Russel apelou às partes em conflito que cessem imediatamente e previnam as graves violações dos direitos das crianças, assim como devem também tomar medidas concretas para proteger os civis e as infraestruturas essenciais.

O grupo rebelde Movimento 23 de Março (M23), apoiado pelo país vizinho Ruanda, ocupou Goma, capital da província do Kivu do Norte, no final de janeiro, e avançou para a província vizinha do Kivu do Sul. O conflito no Congo pelo M23 consolidou o controle desta vasta região, rica em minérios e metais preciosos, essencial para a indústria e tecnologia mundiais.

De acordo com o último balanço provisório das Nações Unidas, só nos combates pelo controle de Goma causaram mais de três mil mortos e também o mesmo número de feridos.
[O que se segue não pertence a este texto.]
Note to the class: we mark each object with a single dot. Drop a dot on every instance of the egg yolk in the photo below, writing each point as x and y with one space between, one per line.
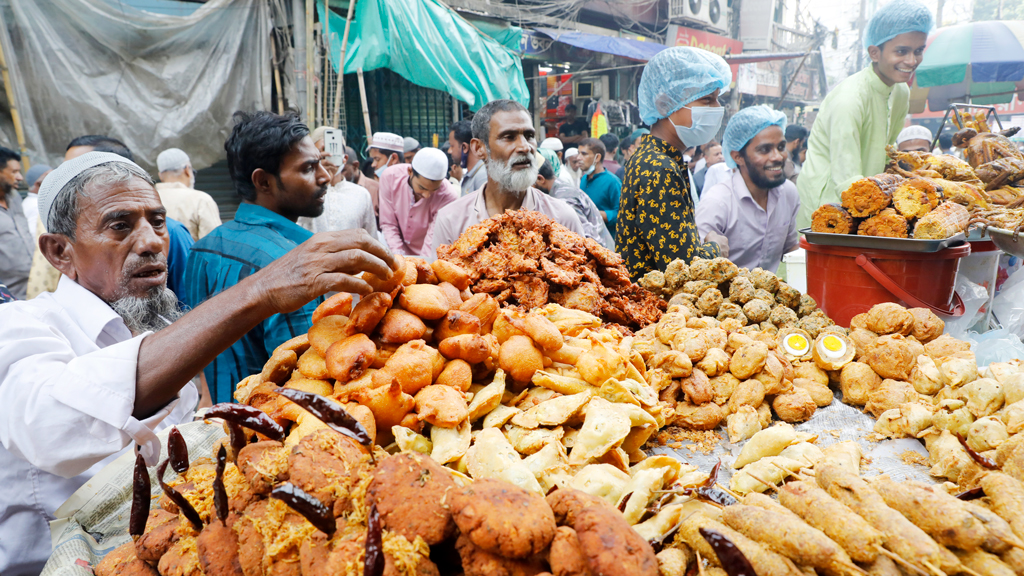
832 343
797 341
A Organização Mundial da Saúde (OMS) também denunciou que hospitais e necrotérios estão sobrecarregados em Goma e arredores e que mais de 70 unidades de saúde na província de Kivu Norte foram danificadas ou destruídas. Segundo a OMS, os riscos de disseminação de doenças infecciosas estão se multiplicando e cortes na ajuda externa dos Estados Unidos devem agravar seriamente ainda mais a situação, uma vez que o país contribuiu em 2024 com até 70% da resposta humanitária no país.

Já a comunidade internacional se limita a pedir por um cessar-fogo, com alguns países e a ONU a solicitarem também a retirada das tropas ruandesas do leste do Congo.

O Conselho dos Direitos Humanos das Nações Unidas aprovou na semana passada por unanimidade uma resolução que condena veementemente o apoio militar e logístico de Ruanda ao grupo rebelde M23, que segue causando vítimas civis, deslocamentos, abusos sexuais, execuções sumárias, raptos, desaparecimentos forçados e ataques contra defensores de direitos humanos, jornalistas e outros membros da sociedade civil além de outros tipos de violações a população do país. A ONU assinala que mais de 500 mil pessoas fugiram das suas casas desde o início de janeiro e este número se soma aos mais de 6,4 milhões que já estavam deslocados no país.

O Conselho estabeleceu a criação urgente de uma Missão de Apuração de Fatos para investigar violações graves do direito internacional no Congo e ainda uma comissão de inquérito independente para continuar o trabalho realizado pela missão de apuração. O Alto Comissário de Direitos Humanos da ONU, Volker Türk, indicou recentemente que o risco de escalada da violência em toda a sub-região africana nunca foi tão elevado e considerou que, se nada for feito, o pior virá, não só para os habitantes do leste do Congo, mas para além das fronteiras.

No passado, já foram impostas várias sanções contra os líderes do M23 e dois oficiais ruandeses envolvidos na guerrilha no Congo, como o congelamento de bens e a proibição de viajar, no entanto altos funcionários ruandeses nunca foram sancionados.

Desde 1998, o leste do Congo está mergulhado num conflito alimentado por milícias rebeldes e pelo exército, apesar da presença da Missão de Estabilização da ONU do Congo (Monusco).